A few well-placed stock photos can be classy, but I really recommend trying to use actual photos whenever possible. Stock photos should be your backup, or for when you need a polished, bland look, like for sample products or places where you need a background visual but don't have anything real.
That disclaimer aside, they can be very helpful to have on hand, and who can argue with the low, low price of free?
*Are you a nonprofit or not-for-profit group? Need some graphic/web design work done? Let me know; I might be able to help you out.
Step 1: Step 1: Search for Offers
A lot of stock photo sites offer special discounts or deals periodically. Search for these deals on sites like RetailMeNot, CouponChief, or FatWallet.

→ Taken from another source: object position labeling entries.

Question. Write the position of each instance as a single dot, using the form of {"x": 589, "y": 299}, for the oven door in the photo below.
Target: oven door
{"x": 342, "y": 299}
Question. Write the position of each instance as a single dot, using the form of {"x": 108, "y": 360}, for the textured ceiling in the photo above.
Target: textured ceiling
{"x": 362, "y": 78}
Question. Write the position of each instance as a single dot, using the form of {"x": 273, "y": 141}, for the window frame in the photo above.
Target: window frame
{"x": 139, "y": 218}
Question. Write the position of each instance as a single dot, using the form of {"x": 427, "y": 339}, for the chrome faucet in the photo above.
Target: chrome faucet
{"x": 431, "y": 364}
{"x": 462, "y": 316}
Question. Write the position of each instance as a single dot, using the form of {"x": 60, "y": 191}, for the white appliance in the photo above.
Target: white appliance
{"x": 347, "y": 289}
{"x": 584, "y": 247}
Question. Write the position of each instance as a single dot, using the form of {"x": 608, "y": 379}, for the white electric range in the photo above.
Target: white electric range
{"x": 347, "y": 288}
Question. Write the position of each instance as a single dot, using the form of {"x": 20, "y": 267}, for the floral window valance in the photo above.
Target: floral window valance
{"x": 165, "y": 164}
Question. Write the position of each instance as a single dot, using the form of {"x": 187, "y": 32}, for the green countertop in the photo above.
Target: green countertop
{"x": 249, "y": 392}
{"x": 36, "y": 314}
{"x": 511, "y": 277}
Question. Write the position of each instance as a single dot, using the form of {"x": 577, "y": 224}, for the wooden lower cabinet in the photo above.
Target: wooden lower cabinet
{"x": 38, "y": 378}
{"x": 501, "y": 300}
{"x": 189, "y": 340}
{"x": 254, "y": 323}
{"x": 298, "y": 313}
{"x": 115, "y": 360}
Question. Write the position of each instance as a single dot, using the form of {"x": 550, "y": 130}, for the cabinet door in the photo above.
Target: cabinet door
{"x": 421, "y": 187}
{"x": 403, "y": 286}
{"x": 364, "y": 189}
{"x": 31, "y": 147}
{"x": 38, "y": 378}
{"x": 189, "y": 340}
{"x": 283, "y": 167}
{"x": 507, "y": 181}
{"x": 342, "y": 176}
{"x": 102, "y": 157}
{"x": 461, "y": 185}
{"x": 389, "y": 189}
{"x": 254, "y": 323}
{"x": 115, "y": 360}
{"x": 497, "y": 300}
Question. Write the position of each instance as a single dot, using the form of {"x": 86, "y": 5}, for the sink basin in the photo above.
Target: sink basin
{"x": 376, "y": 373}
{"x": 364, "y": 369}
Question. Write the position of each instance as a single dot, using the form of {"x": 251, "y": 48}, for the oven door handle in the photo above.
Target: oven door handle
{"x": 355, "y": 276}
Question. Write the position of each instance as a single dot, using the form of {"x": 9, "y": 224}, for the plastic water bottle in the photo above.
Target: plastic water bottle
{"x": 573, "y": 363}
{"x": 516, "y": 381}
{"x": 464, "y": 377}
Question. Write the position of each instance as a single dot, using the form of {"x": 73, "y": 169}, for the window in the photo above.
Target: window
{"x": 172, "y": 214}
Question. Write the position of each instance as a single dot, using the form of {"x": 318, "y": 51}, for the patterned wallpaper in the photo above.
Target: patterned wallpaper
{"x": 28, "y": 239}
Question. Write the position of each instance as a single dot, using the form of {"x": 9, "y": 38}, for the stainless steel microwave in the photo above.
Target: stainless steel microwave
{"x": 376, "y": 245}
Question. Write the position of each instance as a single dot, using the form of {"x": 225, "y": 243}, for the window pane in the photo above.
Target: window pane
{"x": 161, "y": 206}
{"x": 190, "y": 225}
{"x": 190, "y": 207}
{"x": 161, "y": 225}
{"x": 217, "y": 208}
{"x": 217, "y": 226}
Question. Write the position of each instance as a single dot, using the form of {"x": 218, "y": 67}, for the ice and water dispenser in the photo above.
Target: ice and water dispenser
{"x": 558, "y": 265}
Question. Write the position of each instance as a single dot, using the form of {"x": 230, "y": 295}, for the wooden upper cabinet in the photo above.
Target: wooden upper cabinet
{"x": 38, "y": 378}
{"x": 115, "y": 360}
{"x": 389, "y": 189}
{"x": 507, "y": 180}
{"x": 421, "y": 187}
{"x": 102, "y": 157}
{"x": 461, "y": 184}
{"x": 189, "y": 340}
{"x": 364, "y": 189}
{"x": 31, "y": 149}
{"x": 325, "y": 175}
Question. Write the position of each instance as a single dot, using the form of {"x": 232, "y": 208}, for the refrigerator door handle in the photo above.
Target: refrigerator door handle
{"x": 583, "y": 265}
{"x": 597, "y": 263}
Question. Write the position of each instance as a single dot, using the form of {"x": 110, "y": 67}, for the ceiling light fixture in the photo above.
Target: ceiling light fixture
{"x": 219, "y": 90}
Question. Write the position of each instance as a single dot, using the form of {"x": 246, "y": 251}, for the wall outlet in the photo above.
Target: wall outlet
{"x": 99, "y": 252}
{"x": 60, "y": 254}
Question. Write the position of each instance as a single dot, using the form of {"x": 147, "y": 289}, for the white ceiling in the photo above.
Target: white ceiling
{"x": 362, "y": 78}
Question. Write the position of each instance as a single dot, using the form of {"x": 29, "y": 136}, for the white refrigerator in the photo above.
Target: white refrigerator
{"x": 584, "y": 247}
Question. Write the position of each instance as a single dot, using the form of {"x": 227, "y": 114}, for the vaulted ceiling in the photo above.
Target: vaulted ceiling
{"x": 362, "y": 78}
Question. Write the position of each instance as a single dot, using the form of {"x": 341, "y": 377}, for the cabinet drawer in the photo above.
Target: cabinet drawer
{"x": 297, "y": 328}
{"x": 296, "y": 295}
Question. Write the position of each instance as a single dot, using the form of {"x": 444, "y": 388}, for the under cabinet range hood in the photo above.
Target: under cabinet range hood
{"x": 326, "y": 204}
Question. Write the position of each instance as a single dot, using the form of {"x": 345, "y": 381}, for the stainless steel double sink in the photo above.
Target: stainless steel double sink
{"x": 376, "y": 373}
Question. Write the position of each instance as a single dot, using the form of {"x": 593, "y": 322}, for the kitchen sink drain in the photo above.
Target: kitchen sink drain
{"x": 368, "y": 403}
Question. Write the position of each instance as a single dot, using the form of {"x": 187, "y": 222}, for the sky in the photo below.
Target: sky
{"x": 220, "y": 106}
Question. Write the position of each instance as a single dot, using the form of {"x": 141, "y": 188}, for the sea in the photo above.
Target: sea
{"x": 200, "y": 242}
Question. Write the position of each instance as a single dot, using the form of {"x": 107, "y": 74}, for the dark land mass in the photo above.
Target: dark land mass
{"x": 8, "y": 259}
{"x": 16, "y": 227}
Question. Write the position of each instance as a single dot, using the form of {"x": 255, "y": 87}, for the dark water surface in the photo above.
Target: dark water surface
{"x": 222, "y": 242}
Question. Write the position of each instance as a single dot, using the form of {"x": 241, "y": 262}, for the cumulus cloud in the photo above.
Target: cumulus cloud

Most of the deals you'll find will be discounts like 20% off purchases over a certain amount or free credits. However, keep an eye out for phrases like "20 out of 30" or "free download." These ones may not require a credit card or an actual purchase.
The deal I'm using for this Instructable is http://www.istockphoto.com/hpfree.
Step 2: Step 2: Sign Up for a Free Account
Most photo sites want you to sign up for an account with them before you can take advantage of the offer. Usually they're free and don't require any financial information to set up.
You can create a spamshield email at Yahoo or Gmail, or use your real one. If it's a reputable site, they won't sell your email, and you can opt out of their newletters, etc.
After you've got your account, head back to the special offer page and click on the link for the free photos.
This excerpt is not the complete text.